Remote Assistance

N2ITN2IT Inactive Imported Users Posts: 7,483 ■■■■■■■■■■
Quick question

I'm doing some research on Remote Assistance and was wondering a situation where a user wouldn't fall into one of these categories

***These are the connections utilized in Remote Assistance
  • IPv4
  • IPv6
  • UPnP NAT address
  • NAT traversal via Teredo
The first attempts are IPv4 then IPv6 then UPnP NAT and always last is NAT traversal via Teredo

This is where I get lost at. Would this apply to older routers usually?

According to the book I am reading if the last resort Teredo can't make a connection it's due to a router configured with symmetric NAT routing or a firewall enabled. I am assuming port restricting would prohibit this type of connection as well.

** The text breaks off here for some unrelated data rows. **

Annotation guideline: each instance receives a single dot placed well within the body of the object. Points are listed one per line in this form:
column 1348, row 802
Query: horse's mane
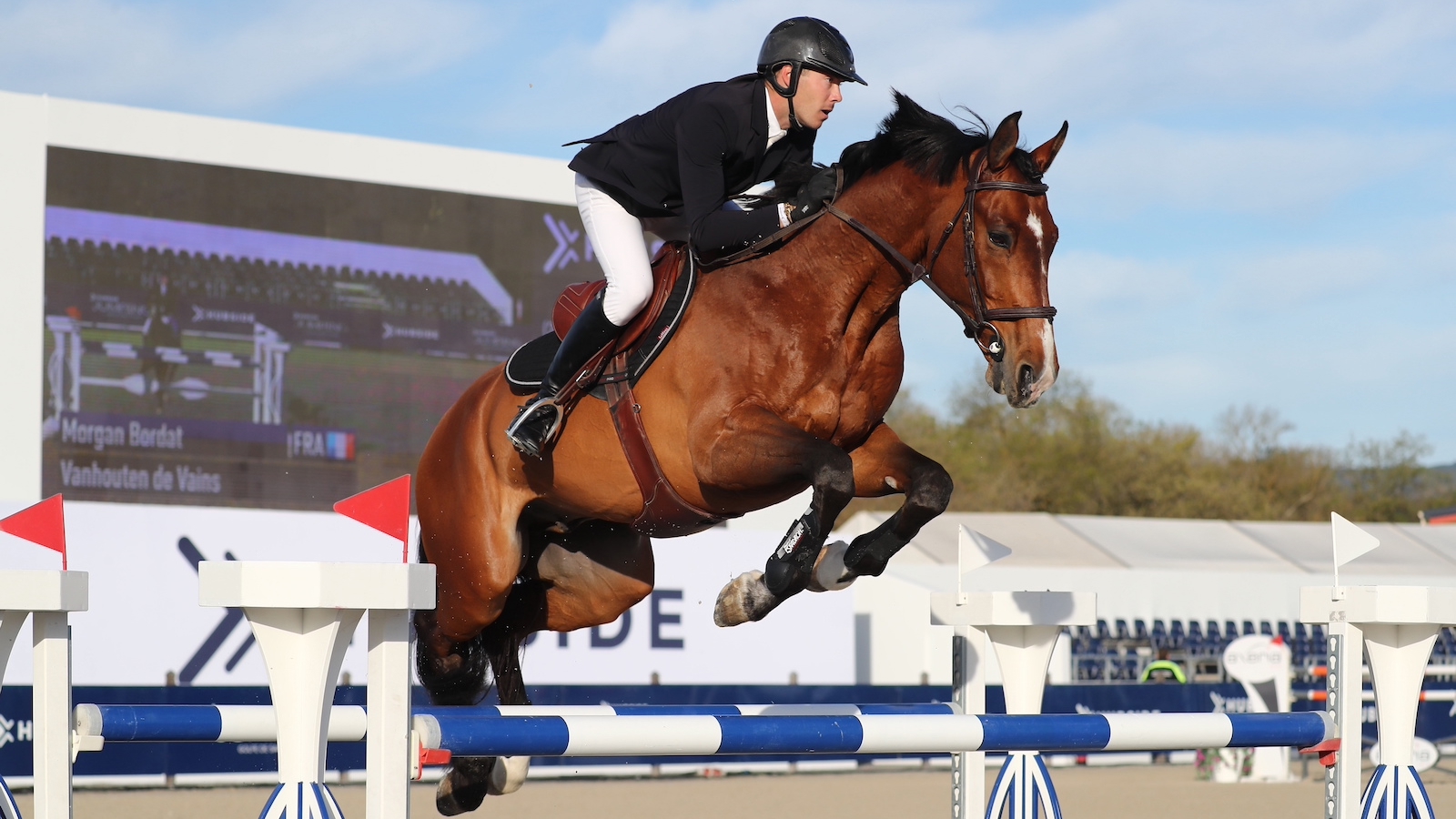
column 931, row 145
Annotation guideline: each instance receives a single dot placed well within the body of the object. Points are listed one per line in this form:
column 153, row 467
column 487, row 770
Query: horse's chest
column 849, row 399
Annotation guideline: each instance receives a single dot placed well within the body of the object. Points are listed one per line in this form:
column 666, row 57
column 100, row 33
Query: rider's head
column 807, row 43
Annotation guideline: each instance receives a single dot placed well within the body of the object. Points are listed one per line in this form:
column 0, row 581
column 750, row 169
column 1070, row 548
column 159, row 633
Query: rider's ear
column 1004, row 142
column 1048, row 149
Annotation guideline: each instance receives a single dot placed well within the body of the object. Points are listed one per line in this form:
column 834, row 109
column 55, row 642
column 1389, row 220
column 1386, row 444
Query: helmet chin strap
column 794, row 120
column 788, row 94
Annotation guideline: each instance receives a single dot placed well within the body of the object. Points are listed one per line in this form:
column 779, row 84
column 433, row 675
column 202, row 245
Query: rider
column 674, row 171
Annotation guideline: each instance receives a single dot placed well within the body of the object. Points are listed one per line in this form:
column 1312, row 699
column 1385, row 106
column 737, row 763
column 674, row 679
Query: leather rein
column 979, row 321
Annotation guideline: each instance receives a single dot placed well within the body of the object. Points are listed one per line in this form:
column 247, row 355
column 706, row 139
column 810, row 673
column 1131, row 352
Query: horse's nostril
column 1024, row 378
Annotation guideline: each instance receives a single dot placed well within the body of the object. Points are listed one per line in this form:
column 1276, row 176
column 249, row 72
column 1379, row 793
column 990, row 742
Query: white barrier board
column 145, row 620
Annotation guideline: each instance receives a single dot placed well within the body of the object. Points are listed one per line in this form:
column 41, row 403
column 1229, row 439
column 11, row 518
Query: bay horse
column 778, row 378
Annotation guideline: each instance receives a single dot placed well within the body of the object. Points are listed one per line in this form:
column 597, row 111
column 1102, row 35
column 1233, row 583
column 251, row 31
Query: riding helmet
column 807, row 43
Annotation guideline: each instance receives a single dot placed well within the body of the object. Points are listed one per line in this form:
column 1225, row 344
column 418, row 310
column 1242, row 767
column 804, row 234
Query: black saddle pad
column 526, row 368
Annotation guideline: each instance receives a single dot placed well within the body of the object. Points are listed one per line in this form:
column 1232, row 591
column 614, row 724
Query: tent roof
column 1077, row 541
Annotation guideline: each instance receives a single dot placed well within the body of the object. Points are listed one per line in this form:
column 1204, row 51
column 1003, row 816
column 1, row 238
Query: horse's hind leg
column 768, row 450
column 885, row 465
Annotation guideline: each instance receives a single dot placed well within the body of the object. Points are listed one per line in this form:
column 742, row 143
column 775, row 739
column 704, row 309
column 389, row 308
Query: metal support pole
column 968, row 691
column 386, row 790
column 51, row 714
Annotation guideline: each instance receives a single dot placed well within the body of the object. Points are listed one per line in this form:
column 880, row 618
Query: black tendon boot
column 539, row 421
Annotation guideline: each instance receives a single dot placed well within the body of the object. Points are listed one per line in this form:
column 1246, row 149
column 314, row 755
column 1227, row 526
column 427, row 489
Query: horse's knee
column 931, row 490
column 834, row 475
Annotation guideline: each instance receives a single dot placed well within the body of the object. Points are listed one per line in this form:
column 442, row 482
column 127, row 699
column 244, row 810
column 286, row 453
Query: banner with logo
column 145, row 625
column 248, row 308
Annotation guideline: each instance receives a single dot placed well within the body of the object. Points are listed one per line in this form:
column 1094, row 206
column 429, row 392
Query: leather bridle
column 979, row 321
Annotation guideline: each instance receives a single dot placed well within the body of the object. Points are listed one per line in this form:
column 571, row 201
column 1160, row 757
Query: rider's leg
column 616, row 238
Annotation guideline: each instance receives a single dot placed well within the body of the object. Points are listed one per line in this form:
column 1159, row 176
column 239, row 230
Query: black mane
column 931, row 145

Thoughts? Just curious if anything else would prevent making a connection using Remote Assistance.

Comments

  • MstavridisMstavridis Member Posts: 107
    well Teredo is just for end users with IPv4 addresses only the router will NAT(its not true NAT as NAT is a IPv4 thing) them into a IPv6 address. well here is the issue what type of remote assistance is it? Is a URL based remote assistance or application based? Generally Application based remote assistance request establish a TCP connection so in turn symmetric NAT will be fine. But if it is URL symmetric will not work as a external host and can only begin communicating with the internal host if the internal client begin the connection.